The association also sought rearrangement of the slabs of the engine capacity being measured in cc, or cubic centimetres, for imposing supplementary duty for import of used cars.
At a pre-budget discussion with the NBR, the BARVIDA proposed that the NBR accept used cars’ year-wise base value specified in the Yellow Book published from Japan for imposing customs duty on import of reconditioned vehicles.
They said that if the revenue board could not accept year-wise base value, it could set assessable value by giving 10 per cent depreciation for every year with a 25-per cent trade discount from the new price specified in the book.
The Yellow Book is published every month containing the latest depreciated prices of used cars and their prices in the manufacturing year, also called ‘new price’, they said.
BARVIDA leaders said Bangladeshi importers faced problems as the customs authorities accepted only the new price with a 35-per cent consolidated depreciation for 5 years old car in calculating duty on used cars.
‘The importers of used cars have to pay more duty than the importers of new cars pay for same model new car because of such valuation system which is totally discriminatory and unacceptable,’ said Habib Ullah Dawn, president of the association.

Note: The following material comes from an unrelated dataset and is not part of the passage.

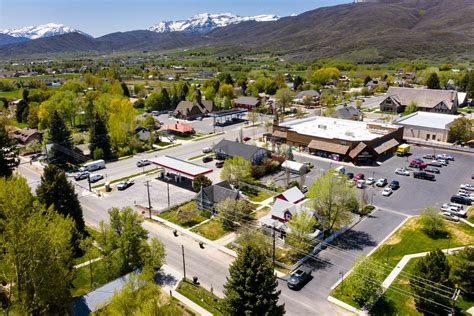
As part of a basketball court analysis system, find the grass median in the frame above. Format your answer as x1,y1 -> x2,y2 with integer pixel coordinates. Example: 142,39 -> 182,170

He said that import of reconditioned cars and revenue collection from the sector saw sharp fall because of such discrimination.
‘In the first nine months (July-March) of the current fiscal year, we imported only 6,500 cars and paid Tk 800 crore as revenue to the government. But in 2009-2010, we imported 32,225 cars and paid Tk 3,076 crore to the NBR in revenue,’ he said.
Over the last few years, the BARVIDA had been demanding the NBR to change the valuation method but the demand has so far remained unmet, he said.
The BARVIDA alleged that low quality brand new cars from India, China, Korea and other countries flooded the market through price manipulation using the discriminatory valuation method.
Consumers are being deceived buying substandard new cars while the government is losing revenue from reconditioned car imports, they said.
Imported used cars have 90 per cent market share in the country and more than 90 per cent of such cars are imported from Japan.
The association proposed a four-tier cc slab for imposing supplementary duty in place of the existing six-tier slab in import of reconditioned car.
NBR chairman Ghulam Hussain said that the NBR would consider the proposals particularly proposals related to valuation method and rearrangement of cc slab.
NBR member Farid Uddin and former BARVIDA president Abdul Haque spoke, among others, at the meeting.